Background information
- Born: December 19, 1957 (age 68) New Westminster, British Columbia, Canada
- Instruments: Keyboards, saxophone
- Years active: 1978–present
- Member of: Loverboy
- Formerly of: Fosterchild

= Doug Johnson (Loverboy) =

Douglas Johnson (born December 19, 1957) is a Canadian keyboard player and composer. He is an original member of Loverboy, a group founded in 1979.

== Early life ==
Johnson was born in New Westminster, British Columbia on December 19, 1957. His grandparents emigrated to Saskatchewan in Canada from Sweden in the 1920s. In high school, he played clarinet and saxophone.

He was a classically trained pianist like his mother. He took his first lesson at age four and completed a classical degree at eighteen, playing songs by Bach and Debussy, as well as taking jazz lessons.
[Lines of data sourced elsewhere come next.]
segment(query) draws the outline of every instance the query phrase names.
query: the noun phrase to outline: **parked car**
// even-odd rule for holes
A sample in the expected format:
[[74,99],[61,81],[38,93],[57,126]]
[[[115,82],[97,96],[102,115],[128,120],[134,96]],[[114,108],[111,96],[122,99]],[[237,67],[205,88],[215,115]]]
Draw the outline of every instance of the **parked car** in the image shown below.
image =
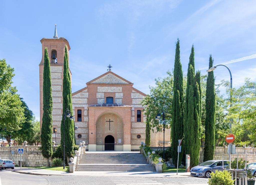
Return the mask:
[[247,167],[252,170],[252,175],[256,176],[256,162],[252,163],[247,165]]
[[[224,167],[226,168],[228,165],[228,161],[224,161]],[[198,166],[194,167],[190,170],[190,175],[193,176],[204,176],[206,178],[210,178],[210,174],[212,172],[223,171],[222,161],[212,160],[204,162]]]
[[14,169],[14,163],[12,160],[1,159],[0,160],[0,167],[3,169],[7,168]]

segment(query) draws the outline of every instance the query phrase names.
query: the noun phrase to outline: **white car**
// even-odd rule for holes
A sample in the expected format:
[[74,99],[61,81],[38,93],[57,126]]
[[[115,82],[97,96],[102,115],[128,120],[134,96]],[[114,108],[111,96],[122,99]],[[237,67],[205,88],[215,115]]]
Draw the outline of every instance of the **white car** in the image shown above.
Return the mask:
[[0,167],[2,169],[7,168],[14,169],[14,163],[9,159],[0,160]]

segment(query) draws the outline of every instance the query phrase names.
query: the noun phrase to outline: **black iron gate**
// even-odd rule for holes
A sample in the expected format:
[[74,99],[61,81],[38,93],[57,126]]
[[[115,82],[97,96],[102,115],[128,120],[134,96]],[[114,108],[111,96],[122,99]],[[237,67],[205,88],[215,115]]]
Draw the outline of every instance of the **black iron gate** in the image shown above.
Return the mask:
[[115,143],[105,143],[105,150],[114,150]]

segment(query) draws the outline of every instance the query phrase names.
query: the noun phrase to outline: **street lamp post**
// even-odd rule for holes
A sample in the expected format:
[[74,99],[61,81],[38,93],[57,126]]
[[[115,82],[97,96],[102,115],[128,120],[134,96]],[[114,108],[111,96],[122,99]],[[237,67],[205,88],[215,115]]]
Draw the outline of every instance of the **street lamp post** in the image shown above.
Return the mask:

Seeing The Beatles on The Ed Sullivan Show inspired Johnson to perform.

== Career ==
In 1978, he joined Fosterchild as a keyboardist shortly after their second album, Troubled Child, was released, but only stayed for a short tour promoting the album. Johnson was in the band for a year, and when he left he started a new project with Paul Dean. This project would become the band Loverboy.

With Loverboy, Johnson plays keyboards, saxophone, harmonica and vocals. In 1986, they recorded "Heaven in Your Eyes", which was used in the film Top Gun. Johnson refused to appear in the music video as he believed the song was pro-military and glorifying war, which he opposed.

In 1985, Johnson and Paul Dean and Mike Reno of Loverboy took part in the recording of the charity single "Tears Are Not Enough" released under the name Northern Lights and featuring many Canadian artists including Joni Mitchell, Burton Cummings, and Gordon Lightfoot.

Equipment Johnson has known to have used includes Yamaha CS-50, Yamaha SS30, Sequential Circuits Prophet-5 and Yamaha CP-70 Electric Grand Piano.

Johnson's composings have been heard on film, television and radio, including the 2017 documentary RiverBlue and the 2010 Winter Olympics. He made a solo album, Notes to Self in 2014.

== Personal life ==
On November 26, 2020, Johnson received a Doctor of Letter, honoris causa at the University of British Columbia.

He is a life long resident of Surrey, British Columbia.